He had to have been a hallucination.

Either there was something super trippy in the water, or the feta or the olive oil or whatever, or else—perhaps more plausibly—Miss Primor was an eerily powerful woman who’d somehow orchestrated Cloe’s recent encounter with a real-life rendering of her fantasy hero.

Cloe wouldn’t put it past that woman, really. Charliese had probably known exactly what was going to be written on that napkin, as soon as she’d whispered those whimsical words. Then called up one of her contacts in Athens—no doubt she had a bevy of beautiful men at her beck and call, spanning the globe—who conveniently lived up to Cloe’s portrayal of her protagonist. Assigned the hottie to collide with Cloe moments afterward, claiming the fictional character’s name.

This was the likeliest story Cloe could come up with, to explain how she had just met ‘Eldor’ today. She wasn’t sure just why Charliese would make that happen. Was it all part of some grand scheme, to win the world’s favor by granting impossible wishes to people? Like some modern-day genie? Or maybe it was just for fun. Maybe the pristine platinum princess dabbled in high-level magic tricks to pass the time.

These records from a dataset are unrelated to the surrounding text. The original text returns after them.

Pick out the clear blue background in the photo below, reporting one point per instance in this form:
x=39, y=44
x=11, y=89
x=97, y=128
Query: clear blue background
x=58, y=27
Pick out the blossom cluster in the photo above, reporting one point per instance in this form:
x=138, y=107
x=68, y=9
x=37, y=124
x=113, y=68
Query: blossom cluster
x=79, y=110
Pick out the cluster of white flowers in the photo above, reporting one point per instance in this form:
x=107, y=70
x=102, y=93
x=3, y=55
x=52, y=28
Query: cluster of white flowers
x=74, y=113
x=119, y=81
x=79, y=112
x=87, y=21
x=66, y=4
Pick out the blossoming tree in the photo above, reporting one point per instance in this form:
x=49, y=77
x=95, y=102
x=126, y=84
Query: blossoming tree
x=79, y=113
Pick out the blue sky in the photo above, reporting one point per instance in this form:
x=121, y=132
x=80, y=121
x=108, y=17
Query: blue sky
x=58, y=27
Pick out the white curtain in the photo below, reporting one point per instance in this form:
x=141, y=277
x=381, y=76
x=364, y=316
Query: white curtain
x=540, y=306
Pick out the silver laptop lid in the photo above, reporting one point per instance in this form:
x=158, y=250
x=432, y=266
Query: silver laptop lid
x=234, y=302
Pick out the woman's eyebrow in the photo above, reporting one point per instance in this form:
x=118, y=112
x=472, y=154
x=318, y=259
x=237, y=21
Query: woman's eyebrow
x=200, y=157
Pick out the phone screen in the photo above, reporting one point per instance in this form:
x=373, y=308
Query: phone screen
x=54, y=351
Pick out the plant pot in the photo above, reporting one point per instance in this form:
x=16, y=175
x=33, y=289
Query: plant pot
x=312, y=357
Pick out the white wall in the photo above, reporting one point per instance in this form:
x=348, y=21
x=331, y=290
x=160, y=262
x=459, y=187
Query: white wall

What the hell was she doing with Prof, though? Yes, he was sweet, and brilliant, and adorable, even good-looking when his hazel eyes weren’t squinting over a scrunched nose beneath his spectacles—his go-to face for contemplation of the classics. Trevor was a catch, for any woman who could put up with his nerdy quirks. Cloe didn’t doubt that Miss Primor could; in fact, the woman seemed to find them cute.

Yet she could not shake off the feeling that Prof’s fiancée harbored a slew of secrets up her sleeve. Not necessarily shady secrets, though that couldn’t be ruled out. But secrets of some sort. For sure.

Charliese’s hand behind this seeming serendipity in some way, however contrived, made more sense than the alternative: that the spitting image of Cloe’s idealized brainchild actually existed in reality.

Well, Cloe mused, in a few minutes she would at least be able to determine whether she had been hallucinating. Unless her hallucination of the hero just resurfaced at the dinner table. That was possible, too.

She crossed Syntagma Square toward the hotel. Passed through an archway of the grand colonnade, swept through revolving doors into the lobby. Suffused with golden glow from backlit panels in the high ceiling, the polished floor colored in elaborate patterns evocative of exotic carpet, white columns with Ionic capitals standing tall throughout the space. A far cry from the Scholar & Journeyer’s Inn.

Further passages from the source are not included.